Objective: We aimed to suggest that wear time of a wearable device may provide additional information about perinatal mental health to facilitate screening and early detection of PPD. We proposed that wear time of a wearable device may also be valuable for managing other mental health disorders.

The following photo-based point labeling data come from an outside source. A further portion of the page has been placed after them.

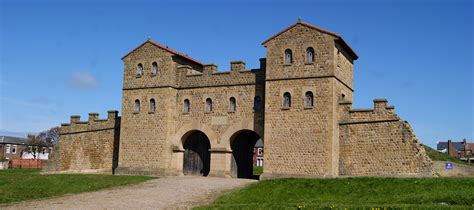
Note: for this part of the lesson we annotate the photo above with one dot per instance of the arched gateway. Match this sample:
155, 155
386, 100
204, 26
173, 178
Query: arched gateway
196, 158
242, 144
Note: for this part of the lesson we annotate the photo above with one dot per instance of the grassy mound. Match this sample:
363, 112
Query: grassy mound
351, 193
27, 184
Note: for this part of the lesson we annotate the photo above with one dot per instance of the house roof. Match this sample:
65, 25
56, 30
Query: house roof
338, 38
23, 141
166, 48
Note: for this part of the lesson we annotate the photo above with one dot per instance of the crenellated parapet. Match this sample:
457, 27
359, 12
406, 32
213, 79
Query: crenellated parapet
210, 77
92, 124
379, 113
376, 142
87, 146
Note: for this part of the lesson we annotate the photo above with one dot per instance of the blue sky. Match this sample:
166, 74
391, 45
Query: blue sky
60, 58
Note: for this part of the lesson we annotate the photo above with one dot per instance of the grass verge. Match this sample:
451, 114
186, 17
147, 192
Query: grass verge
28, 184
257, 170
351, 193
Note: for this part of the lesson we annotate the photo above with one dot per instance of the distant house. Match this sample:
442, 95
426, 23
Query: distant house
460, 149
258, 153
13, 148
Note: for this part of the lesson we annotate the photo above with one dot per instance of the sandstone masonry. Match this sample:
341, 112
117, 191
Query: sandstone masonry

Methods: Using the All of Us Research Program dataset, we identified females who experienced childbirth with and without PPD using computational phenotyping. We compared the percentage of days and number of hours per day females with and without PPD wore Fitbit devices during prepregnancy, pregnancy, postpartum, and PPD periods, determined by electronic health records. Comparisons between females with and without PPD were conducted using linear regression models. We also assessed the correlation between Fitbit wear time consistency (measured as the maximum number of consecutive days the Fitbit was worn) during prepregnancy and PPD periods in females with and without PPD using the Pearson correlation. All analyses were run with Bonferroni correction.

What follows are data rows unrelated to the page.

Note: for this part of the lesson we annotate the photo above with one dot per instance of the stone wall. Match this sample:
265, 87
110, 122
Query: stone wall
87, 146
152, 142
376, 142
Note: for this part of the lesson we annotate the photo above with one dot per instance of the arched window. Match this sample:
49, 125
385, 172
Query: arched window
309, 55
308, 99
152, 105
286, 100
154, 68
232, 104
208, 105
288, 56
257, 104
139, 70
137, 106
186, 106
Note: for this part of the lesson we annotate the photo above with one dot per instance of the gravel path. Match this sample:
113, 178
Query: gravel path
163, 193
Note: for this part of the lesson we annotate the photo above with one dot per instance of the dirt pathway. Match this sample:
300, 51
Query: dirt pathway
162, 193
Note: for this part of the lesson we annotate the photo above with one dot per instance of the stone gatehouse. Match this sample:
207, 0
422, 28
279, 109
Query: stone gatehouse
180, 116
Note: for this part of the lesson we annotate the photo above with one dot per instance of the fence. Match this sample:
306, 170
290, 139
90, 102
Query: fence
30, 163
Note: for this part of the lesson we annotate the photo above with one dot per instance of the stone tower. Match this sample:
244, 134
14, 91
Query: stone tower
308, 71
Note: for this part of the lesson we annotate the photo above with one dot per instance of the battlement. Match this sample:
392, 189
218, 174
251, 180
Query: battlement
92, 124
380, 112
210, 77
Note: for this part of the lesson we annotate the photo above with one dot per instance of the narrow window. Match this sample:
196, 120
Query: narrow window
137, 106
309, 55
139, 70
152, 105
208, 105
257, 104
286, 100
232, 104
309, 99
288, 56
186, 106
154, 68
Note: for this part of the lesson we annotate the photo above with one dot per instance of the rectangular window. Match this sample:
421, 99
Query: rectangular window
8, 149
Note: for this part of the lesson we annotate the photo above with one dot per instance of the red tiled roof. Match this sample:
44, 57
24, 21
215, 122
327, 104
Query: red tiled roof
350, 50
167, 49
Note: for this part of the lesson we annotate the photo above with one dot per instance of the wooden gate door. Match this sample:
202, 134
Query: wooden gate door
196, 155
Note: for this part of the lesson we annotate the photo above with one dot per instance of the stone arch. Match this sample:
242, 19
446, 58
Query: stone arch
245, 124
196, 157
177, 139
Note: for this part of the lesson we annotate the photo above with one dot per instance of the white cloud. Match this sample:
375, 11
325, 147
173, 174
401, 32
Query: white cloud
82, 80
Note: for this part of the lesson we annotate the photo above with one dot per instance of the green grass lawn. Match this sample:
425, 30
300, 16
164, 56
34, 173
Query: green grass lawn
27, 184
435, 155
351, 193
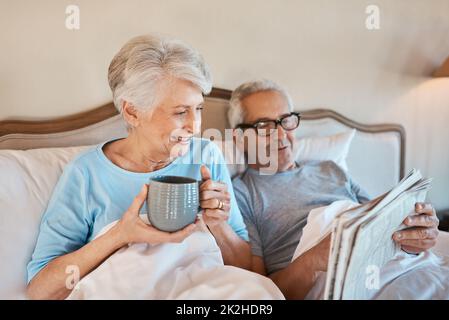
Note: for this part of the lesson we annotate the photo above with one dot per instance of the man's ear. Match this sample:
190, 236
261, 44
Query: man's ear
130, 113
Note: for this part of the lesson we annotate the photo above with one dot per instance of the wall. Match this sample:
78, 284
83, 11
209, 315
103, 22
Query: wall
319, 50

Results: Our findings showed a strong trend, although nonsignificant after multiple testing correction, that females in the PPD cohort wore their Fitbits more than those in non-PPD cohort during the postpartum (PPD cohort: mean 69.9%, 95% CI 42.7%-97%; non-PPD cohort: mean 50%, 95% CI 25.5%-74.4%; P=.02) and PPD periods (PPD cohort: mean 66.6%, 95% CI 37.9%-95.3%; non-PPD cohort: mean 46.4%, 95% CI 20.5%-72.2%; P=.02). We found no difference in the number of hours per day females in the PPD and non-PPD cohorts wore their Fitbit during any period of pregnancy. Finally, there was no relationship between the consistency of Fitbit wear time during prepregnancy and PPD periods (r=-0.05, 95% CI -0.46 to 0.38; P=.84); however, there was a trend, though nonsignificant, in Fitbit wear time consistency among females without PPD (r=0.25, 95% CI -0.02 to 0.49; P=.07).

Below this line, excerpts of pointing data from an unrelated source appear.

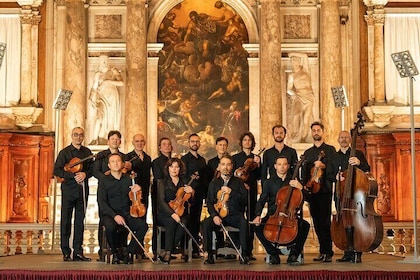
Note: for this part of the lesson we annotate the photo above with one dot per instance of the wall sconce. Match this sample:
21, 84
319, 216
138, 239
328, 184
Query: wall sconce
405, 64
2, 52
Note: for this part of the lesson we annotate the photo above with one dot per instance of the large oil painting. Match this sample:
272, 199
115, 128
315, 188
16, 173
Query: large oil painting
203, 75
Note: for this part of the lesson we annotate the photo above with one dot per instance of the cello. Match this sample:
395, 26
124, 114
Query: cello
282, 227
314, 184
356, 226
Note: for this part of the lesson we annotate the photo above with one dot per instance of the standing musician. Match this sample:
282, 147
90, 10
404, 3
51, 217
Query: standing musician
140, 163
247, 144
194, 162
317, 190
158, 169
75, 191
279, 148
233, 188
269, 194
168, 188
339, 163
100, 167
221, 149
114, 204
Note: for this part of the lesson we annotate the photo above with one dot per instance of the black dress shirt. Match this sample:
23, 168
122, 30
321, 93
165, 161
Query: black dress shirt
237, 198
113, 196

Conclusions: We hypothesize that increased Fitbit wear time among females with PPD may be attributed to hypervigilance, given the common co-occurrence of anxiety symptoms. Future studies should assess the link between PPD, hypervigilance, and wear time patterns. We envision that wear time patterns of a wearable device combined with digital biomarkers such as sleep and physical activity could enhance early PPD detection using machine learning by alerting clinicians to potential concerns and facilitating timely screenings, which may have implications for other mental health disorders.
背景:产后抑郁症(PPD)是一种情绪障碍,影响七分之一的分娩后妇女,但往往未被充分筛查和发现。如果不进行诊断和治疗,产后抑郁症与儿童和孕产妇的长期发育挑战有关。可穿戴技术,如智能手表和健身追踪器(如Fitbit),为情绪障碍诊断和监测提供了连续和纵向的数字表型,设备佩戴时间是一个重要但尚未得到充分研究的方面。目的:我们的目的是提示可穿戴设备的佩戴时间可以提供围产期心理健康的额外信息,以促进PPD的筛查和早期发现。我们提出,可穿戴设备的佩戴时间也可能对管理其他精神健康障碍有价值。方法:使用All of Us Research Program数据集,我们使用计算表型识别出患有和不患有PPD的分娩女性。我们比较了有和没有PPD的女性在孕前、孕期、产后和PPD期间每天佩戴Fitbit设备的天数和小时数的百分比,这些都是由电子健康记录决定的。使用线性回归模型对患有和未患有PPD的女性进行比较。我们还使用Pearson相关性评估了有或没有PPD的女性在孕前和PPD期间Fitbit佩戴时间一致性(以Fitbit佩戴的最长连续天数来测量)之间的相关性。所有分析均采用Bonferroni校正。结果:我们的研究结果显示了一种强烈的趋势,PPD队列中的女性在产后佩戴fitbit的次数多于非PPD队列(PPD队列:平均69.9%,95% CI 42.7%-97%;非ppd队列:平均50%,95% CI 25.5%-74.4%;P= 0.02)和PPD期(PPD队列:平均66.6%,95% CI 37.9%-95.3%;非ppd队列:平均46.4%,95% CI 20.5%-72.2%;P = .02点)。我们发现PPD组和非PPD组的女性在怀孕期间每天佩戴Fitbit的时间没有差异。最后,孕前Fitbit佩戴时间的一致性与PPD期间没有关系(r=-0.05, 95% CI -0.46 ~ 0.38;P =点);然而,在没有PPD的女性中,Fitbit佩戴时间一致性有趋势,尽管不显著(r=0.25, 95% CI -0.02 ~ 0.49;P = . 07)。结论:我们假设,女性PPD患者Fitbit佩戴时间的增加可能归因于过度警觉,因为焦虑症状通常同时出现。未来的研究应该评估PPD、过度警惕和穿戴时间模式之间的联系。我们设想,可穿戴设备的佩戴时间模式与睡眠和身体活动等数字生物标志物相结合,可以通过机器学习提醒临床医生潜在的问题并促进及时筛查,从而提高早期PPD的检测,这可能对其他精神健康疾病有影响。